Why is this important?
This could also be referred to as 'near duplicate content', where most of the HTML content on the pages is the same - without the content being identical.
If this sort of duplication occurs, it may be serious issue, as URLs with almost identical content are accessible to search engine crawlers.
If this results in large scale duplicate content issues on the site, you could trip quality algorithms like Google's Panda, which can depress organic search traffic to the site as a whole.
What does the Hint check?
This Hint will trigger for any internal, indexable URL which has big chunks of text content in the <body> that are identical to another indexable URL.
Note: since the duplicate content check is only for indexable URLs, URLs which are canonicalized are not included in the analysis - as the canonical tag 'handles' the duplicate issue.

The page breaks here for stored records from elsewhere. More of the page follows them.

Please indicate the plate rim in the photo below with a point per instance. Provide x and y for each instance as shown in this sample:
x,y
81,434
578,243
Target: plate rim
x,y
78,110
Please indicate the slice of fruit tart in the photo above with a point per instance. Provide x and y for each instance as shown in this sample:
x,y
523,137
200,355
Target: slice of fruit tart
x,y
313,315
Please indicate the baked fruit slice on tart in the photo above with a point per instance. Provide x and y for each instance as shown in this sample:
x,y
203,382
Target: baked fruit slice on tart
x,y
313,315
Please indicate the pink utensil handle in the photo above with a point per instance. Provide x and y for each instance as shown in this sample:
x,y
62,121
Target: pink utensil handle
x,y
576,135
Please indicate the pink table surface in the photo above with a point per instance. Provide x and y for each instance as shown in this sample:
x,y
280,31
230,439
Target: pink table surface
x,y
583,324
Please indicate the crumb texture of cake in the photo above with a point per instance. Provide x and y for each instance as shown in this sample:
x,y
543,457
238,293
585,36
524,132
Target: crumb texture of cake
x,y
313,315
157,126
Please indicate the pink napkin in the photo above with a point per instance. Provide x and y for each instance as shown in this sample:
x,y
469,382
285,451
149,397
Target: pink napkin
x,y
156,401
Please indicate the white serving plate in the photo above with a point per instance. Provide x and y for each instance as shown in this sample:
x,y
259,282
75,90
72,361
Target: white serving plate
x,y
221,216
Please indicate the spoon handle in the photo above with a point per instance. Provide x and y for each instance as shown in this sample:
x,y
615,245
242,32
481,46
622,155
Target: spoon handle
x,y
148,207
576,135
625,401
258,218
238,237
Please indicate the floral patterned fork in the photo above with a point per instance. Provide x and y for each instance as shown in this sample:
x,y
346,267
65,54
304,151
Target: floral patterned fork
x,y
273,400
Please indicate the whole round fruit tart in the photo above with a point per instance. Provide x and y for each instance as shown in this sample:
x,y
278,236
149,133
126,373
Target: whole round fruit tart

Examples that trigger this Hint:
Ironically, some of Sitebulb Hints pages on our website trigger the Hint - when Hints themselves are checking for substantially similar things, the 'Learn More' pages inevitably end up very similar as well. Consider the Hints pages below for 'Avoid excessive DOM depth' and 'Avoid excessive DOM width', these pages trigger the Hint, and you can see from the image below that they have large chunks of content that is exactly the same:
How do you resolve this issue?
As with all duplicate content issues, the seriousness of the issue largely depends on the scale - in general, if only a few pages are affected, it is probably not affecting the site to any meaningful degree. As an example, we are not too worried that a few of our Hints pages have similar content, as the scale is relatively low, and they are not key pages (from a search or conversion perspective) - so we are comfortable with it.
If there are thousands of duplicates, however, the scale might be large enough to trigger a quality algorithm like Panda.
A common source of URLs with duplicate content are landing pages that target very slight variations on the same keyword - with the same text content on the page, but perhaps a different slate of product images. In general, this sort of content is not good for SEO, and search engines will often simply filter it out of search results since the content is too similar. If you do have a content issue like this that you need to resolve, the best way is to create a single unique page that contains enough rich content and crossover keywords that would allow it to rank for a number of related keywords.
Another common situation is if you have the same page content that is deliberately available through multiple paths on the website. An example, on an outdoors ecommerce website, might be that of a pocket torch - where there is a product page accessible via several categories (e.g. Torches, Camping, Travel). The solution for this sort of issue is to select one version of the page to be the canonical (e.g. the Torches one) and add canonical tags to the Camping and Travel versions of the product page. This is exactly the type of issue that canonical tags were designed to solve.